Bia Gouveia: juli@-paula, é isso mesmo. Se as crianças completam 7 anos no início do ano devem ir para o segundo ano.
Roberto diz: Obrigado.
Carlos Henrique diz: Professora Beatriz, boa tarde. As orientações para a inclusão da criança de 6 anos no Ensino Fundamental publicadas pelo MEC, em 2006, afirmam, logo em sua introdução, à página 11, que "é preciso, ainda, que haja, de forma criteriosa, com base em estudos, debates e entendimentos, a reorganização das propostas pedagógicas das secretarias de educação e dos projetos pedagógicos das escolas". Podemos imaginar que, no plano ideal, seus formuladores imaginaram, à época, que a partir dessa publicação todas as cidades brasileiras se entregariam (ainda que gradativamente) a esses estudos, debates e entendimentos, coordenados por seus gestores e conselhos locais. Contudo sabemos que a realidade é outra. Em nossos municípios, grosso modo, os maiores interessados (profissionais e, notadamente, pais e alunos) não conhecem (e, pior ainda, nem sabem onde estão disponíveis) as propostas pedagógicas das SMEs, o que inviabiliza a participação efetiva desses segmentos nas tão desejadas reelaborações dos projetos pedagógicos. Apenas os professores participam, ainda que enfadados, das desinteressantes semanas de planejamento que, na prática, resumem-se a copiar o planejamento do ano anterior... (continua)
Bia Gouveia : Carlos Henrique, entendo o seu desabafo e compartilho da indignação em relação à forma como estas orientações são apresentadas. No entanto, sempre penso nos alunos que ganharam mais um ano na vida escolar, que poderá incluí-los mais nas práticas sociais de leitura e escrita. As crianças de 6 anos provenientes de classes mais favorecidas ingressam na escola bem antes dos 6 anos. Minha sugestão é buscar no próprio portal do MEC as orientações para a inclusão das crianças e mobilizar a sua equipe de trabalho para promover estudos e reflexões. Os Referenciais de Educação e os PCNs podem ajudar a pensar na elaboração de um currículo de 6 anos.

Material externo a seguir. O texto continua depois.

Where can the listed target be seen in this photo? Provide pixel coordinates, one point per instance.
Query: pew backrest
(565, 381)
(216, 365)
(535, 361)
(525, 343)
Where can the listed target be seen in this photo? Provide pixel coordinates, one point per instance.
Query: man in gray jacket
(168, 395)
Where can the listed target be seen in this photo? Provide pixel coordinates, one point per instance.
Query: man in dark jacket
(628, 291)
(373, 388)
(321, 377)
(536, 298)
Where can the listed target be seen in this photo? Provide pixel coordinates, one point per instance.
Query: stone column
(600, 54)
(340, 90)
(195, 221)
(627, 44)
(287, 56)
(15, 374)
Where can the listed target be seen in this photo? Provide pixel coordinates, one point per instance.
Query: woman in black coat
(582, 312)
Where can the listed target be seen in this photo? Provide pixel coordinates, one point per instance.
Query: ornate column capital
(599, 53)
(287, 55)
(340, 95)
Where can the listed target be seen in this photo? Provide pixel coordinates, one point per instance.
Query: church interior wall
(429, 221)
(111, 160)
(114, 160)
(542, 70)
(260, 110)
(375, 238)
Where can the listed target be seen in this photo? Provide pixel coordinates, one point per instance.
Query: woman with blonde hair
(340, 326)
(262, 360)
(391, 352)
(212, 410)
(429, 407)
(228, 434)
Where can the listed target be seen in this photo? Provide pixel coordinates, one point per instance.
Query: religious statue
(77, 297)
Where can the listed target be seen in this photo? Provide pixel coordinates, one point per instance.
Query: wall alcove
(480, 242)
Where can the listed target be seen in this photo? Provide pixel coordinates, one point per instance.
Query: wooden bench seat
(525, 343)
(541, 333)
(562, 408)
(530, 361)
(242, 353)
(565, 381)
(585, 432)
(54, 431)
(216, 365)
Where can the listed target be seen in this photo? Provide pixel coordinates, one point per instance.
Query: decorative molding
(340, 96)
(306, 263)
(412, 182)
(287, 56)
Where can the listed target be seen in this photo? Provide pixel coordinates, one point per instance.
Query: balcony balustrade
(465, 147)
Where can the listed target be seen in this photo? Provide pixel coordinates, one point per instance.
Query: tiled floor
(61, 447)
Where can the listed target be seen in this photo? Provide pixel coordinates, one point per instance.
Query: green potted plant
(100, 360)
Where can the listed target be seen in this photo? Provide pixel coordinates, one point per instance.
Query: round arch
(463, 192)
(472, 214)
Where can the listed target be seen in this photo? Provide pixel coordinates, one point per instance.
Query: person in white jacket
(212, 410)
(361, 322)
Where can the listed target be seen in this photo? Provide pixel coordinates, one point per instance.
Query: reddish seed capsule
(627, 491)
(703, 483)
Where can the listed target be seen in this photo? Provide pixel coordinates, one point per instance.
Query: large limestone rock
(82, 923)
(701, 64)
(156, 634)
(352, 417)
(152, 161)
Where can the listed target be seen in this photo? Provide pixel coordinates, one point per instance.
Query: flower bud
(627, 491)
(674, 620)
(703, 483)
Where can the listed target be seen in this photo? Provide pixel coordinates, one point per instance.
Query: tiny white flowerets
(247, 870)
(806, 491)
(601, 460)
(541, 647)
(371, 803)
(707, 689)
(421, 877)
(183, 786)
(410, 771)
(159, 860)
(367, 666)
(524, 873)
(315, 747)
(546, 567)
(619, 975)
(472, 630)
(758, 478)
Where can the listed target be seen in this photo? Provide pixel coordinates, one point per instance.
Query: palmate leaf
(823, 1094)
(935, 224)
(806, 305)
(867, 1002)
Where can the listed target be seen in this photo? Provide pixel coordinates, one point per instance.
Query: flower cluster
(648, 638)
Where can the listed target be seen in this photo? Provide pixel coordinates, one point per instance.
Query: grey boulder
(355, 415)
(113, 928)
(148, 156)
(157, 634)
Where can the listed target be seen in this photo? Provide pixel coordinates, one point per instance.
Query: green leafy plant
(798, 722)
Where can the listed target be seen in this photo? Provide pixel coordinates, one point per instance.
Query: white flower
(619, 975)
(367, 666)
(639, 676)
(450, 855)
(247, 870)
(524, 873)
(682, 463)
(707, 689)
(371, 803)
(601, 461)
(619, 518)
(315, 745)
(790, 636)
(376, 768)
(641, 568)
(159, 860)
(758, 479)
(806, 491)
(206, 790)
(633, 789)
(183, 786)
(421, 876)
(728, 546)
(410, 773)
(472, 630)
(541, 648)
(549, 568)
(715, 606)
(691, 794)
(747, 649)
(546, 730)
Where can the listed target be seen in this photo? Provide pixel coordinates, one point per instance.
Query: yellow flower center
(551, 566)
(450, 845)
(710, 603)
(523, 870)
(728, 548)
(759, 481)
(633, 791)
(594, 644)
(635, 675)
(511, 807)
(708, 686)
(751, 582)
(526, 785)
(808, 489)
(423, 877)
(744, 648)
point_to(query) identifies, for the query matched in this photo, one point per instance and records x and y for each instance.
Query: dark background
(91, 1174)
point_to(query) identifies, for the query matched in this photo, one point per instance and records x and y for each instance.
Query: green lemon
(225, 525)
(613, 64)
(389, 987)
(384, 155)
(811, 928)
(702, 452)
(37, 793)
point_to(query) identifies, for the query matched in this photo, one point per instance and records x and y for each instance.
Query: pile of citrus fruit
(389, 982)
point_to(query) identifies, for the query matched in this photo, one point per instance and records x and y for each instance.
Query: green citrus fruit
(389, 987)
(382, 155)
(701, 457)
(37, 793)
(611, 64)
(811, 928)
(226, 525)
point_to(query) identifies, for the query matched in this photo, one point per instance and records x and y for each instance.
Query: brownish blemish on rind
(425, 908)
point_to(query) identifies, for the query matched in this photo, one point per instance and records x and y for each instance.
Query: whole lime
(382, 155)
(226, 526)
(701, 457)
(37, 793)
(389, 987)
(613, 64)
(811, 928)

Bia Gouveia : Carlos Henrique, compartilho da crítica em relação às semanas de planejamento. A experiência tem mostrado que as mudanças são promovidas quando há uma estrutura permanente de formação nas escolas, em que os coordenadores e professores se debruçam sobre sua prática, articulando os novos estudos aos seus contextos de trabalho.
Outro diz: Sou professora do primeiro ano em uma escola publica. A direção da escola quer todos os alunos alfabetizados até o final do ano. Eu acho que deveríamos levar em conta o tempo de cada aluno. O que você acha?
O papo está muito bom, mas precisamos terminar.
Bia Gouveia: estar alfabetizado significa ler com autonomia e ter compreendido o funcionamento do sistema alfabético. Uma criança que começa o processo de aprendizagem aos 6 e precisa estar alfabetizada aos 7 é muito diferente daquela que inicia aos 6 e pode estar alfabetizada aos 8. É um tempo precioso para viver boas experiências com leitura e escrita.
Chegou a hora de encerrar. Beatriz, você pode se despedir?
Bia Gouveia : além de não ter esta meta tão enrijecida no primeiro ano, é preciso considerar os diferentes saberes que os alunos apresentam aos professores.
Bia Gouveia: Agradeço às perguntas que promoveram mais um espaço de reflexão e discussão para esta questão essencial. Desejo um ótimo ano de trabalho a todos!
Agradecemos a participação de todos neste bate-papo!